25) The Sindecut - Having (1990)

Likewise, when I heard this album it cemented it for me: I wanted Blapps! to be a mash-up of influences and feature DJs, Emcees and singers. Like I said, not an original idea but that was Blapps’ vision when we started work on our next release

26) Rebel MC Featuring Tenor Fly – The Wickedest Sound (1991)

The first time I met Fly (RIP), I was in ‘91. I was at Double Trouble’s new studio in Denmark Street recording with Techno C. We had released an EP called Outrage but changed our name to Epitome of Hype for a couple of releases. Fly was recording with Rebel MC (Congo Natty) in the same studio. Rebel was vital to Blapps’ development. He’d let The Dynamic Guvnors produce a track on his first LP which was I guess was a massive gamble for him and making Don’t Hold Back the inaugural release on his new Tribal Base label was yet another boost for us. Aston had brought in his friend Lou’eze (Louchie Lou) who had the most amazing, powerful voice and it felt like the pieces were finally coming together. Fly’s Town Ah Run Hot was released on Tribal Base just after. I would later record tracks with Fly myself and tour with him and another mighty Emcee, Navigator, as part of Aston’s Freestylers project. This track is one of the blueprints of Jungle music and is a classic, mighty banger.

27) A Tribe Called Quest – Electric Relaxation (1993)
28) Wu-Tang Clan – Clan In The Front (1993)

I want to end with these two tracks which, although worthy of any playlist and here for more personal reasons and were an example of being in the right place at the right time. In 1993, I went to New York for the first time with my then girlfriend and now my wife. We went in November to Christmas shop. This turned out to be an even more special trip: We had just found out our first child was in her belly. Morning sickness blighted the trip for her but bless her she found strength to stagger round record shops with her vinyl obsessed boyfriend.
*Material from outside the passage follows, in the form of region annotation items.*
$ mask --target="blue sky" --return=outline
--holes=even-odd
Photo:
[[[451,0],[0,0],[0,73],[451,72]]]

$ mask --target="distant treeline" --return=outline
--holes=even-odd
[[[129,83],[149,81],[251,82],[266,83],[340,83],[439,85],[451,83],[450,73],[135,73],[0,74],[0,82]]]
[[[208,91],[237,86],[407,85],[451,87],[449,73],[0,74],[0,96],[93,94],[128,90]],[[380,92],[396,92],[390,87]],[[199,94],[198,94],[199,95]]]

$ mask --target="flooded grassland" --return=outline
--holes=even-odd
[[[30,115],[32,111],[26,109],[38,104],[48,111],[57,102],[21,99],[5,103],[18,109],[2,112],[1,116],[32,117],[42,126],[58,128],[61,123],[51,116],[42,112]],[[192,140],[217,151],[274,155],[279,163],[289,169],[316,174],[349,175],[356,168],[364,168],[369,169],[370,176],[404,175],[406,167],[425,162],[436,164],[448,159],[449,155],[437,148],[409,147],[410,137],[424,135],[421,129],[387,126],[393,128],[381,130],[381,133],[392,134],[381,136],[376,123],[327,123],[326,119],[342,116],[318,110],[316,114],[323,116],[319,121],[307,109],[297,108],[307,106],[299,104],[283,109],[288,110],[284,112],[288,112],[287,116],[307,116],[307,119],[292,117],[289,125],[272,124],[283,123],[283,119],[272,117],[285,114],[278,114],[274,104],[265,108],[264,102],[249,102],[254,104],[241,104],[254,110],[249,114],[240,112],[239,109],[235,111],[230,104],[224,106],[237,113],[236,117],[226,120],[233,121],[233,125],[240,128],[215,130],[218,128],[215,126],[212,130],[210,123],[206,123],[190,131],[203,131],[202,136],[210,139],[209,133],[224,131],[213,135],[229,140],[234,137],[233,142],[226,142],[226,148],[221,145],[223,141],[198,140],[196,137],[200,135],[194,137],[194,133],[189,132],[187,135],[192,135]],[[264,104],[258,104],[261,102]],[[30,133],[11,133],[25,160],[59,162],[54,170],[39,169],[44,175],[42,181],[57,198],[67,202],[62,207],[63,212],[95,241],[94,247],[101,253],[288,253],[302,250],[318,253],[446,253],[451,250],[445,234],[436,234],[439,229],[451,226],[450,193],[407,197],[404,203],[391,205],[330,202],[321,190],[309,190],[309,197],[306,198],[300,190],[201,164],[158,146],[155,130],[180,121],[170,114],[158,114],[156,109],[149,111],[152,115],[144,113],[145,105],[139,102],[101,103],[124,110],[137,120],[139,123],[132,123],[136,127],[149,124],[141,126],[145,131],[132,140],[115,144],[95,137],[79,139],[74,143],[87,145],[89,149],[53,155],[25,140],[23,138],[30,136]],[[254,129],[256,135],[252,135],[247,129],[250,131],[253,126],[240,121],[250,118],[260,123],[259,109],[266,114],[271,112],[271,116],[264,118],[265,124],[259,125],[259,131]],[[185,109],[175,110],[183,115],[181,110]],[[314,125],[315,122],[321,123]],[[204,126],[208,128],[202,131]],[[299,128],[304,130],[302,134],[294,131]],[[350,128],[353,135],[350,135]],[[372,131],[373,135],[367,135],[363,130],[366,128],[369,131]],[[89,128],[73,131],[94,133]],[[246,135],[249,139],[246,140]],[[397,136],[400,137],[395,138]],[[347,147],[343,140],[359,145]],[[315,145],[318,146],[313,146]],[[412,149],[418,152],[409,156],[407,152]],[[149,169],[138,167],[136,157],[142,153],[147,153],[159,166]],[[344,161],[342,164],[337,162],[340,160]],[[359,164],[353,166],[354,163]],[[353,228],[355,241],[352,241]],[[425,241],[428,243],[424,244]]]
It was in one shop I spotted Tribe’s new album and I had this and a stack of other tracks and was standing at the counter. Someone tapped me on the shoulder as I waited to pay and when I turned around one of the shop’s staff is standing there holding an LP. He says” This just came out, you gotta get this too, trust me”. It was Enter the 36 Chambers. I was in NYC when, probably, the best two rap albums to ever come out of NY were released and I was going be a dad too. These are my favourite cuts from both albums, and they remind me of one of the best times of my life and is a good place to end my playlist.